¿ECUADOR Y DARWIN? (in English please...)
In the fall of 1885, the Galapagos Islands' most famous visitor, Charles Darwin, arrived on the HMS Beagle and began collecting and observing the archipelago's unique animal and plant life. At the time, Darwin did not fully appreciate what he was seeing. Only after he returned home to England did the scientist begin to formulate his theory of evolution. Though the name Darwin is inseparable from the islands' history, they were actually discovered in 1535 by a Spanish bishop named Fray Tomas de Berlanga, who named the island Galapagos after the impressive giant tortoises.

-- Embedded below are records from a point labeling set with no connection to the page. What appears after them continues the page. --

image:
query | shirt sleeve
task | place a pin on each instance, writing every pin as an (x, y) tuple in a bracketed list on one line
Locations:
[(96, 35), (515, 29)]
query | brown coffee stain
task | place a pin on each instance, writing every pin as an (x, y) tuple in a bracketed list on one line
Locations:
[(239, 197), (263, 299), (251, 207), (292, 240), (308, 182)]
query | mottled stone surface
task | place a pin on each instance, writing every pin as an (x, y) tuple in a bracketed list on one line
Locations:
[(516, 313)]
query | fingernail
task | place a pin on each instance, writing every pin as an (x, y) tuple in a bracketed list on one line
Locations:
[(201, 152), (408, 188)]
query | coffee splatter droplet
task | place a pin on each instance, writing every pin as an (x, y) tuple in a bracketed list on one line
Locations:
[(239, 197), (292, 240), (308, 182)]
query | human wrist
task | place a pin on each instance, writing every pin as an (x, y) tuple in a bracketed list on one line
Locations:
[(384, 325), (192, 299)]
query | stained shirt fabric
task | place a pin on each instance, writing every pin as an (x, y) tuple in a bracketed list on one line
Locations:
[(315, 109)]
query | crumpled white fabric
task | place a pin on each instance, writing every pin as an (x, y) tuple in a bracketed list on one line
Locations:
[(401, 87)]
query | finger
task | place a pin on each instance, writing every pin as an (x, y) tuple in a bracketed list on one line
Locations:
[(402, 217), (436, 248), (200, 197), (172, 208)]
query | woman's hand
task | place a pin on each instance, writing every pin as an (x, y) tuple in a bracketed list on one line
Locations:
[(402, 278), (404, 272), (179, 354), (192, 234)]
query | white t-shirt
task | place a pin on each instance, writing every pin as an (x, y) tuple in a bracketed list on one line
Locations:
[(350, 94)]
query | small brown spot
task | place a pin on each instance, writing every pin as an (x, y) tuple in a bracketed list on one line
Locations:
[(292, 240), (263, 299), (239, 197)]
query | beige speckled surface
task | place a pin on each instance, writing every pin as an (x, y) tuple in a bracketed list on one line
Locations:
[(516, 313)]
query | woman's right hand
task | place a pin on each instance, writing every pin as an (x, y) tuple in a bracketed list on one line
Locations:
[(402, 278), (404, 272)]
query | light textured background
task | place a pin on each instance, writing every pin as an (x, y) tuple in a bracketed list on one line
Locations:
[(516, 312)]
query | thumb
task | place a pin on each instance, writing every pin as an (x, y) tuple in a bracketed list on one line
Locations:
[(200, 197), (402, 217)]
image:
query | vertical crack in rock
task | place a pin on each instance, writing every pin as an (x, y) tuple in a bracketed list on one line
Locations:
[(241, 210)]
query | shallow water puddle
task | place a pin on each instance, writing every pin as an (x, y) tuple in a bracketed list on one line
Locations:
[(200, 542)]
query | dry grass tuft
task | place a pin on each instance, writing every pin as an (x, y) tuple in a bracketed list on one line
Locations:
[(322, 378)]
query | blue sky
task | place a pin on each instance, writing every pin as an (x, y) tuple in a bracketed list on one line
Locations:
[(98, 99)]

Much of the same flora and fauna that inspired Darwin's The Origin of Species still thrives on the Galapagos today. Appropriately, ninety-seven percent of the island is national park. The legendary marine and land iguanas, the giant tortoises, and seal colonies of the Galapagos are among nature's most fantastic beings. Visitors will gasp at these stunning animals, all of which are highly approachable as their isolated evolution has not conditioned them to fear humans.
Iguanas and tortoises bask in the sun like bored movie stars, feet away from the photo-snapping Homo Sapiens. Though their indifference may make the animals seem humorously aloof, their very ignorance makes them vulnerable. A few bad experiences with humans can alter their behavior irrevocably and turn them reclusive. Respect their natural hospitality and keep your hands to yourself.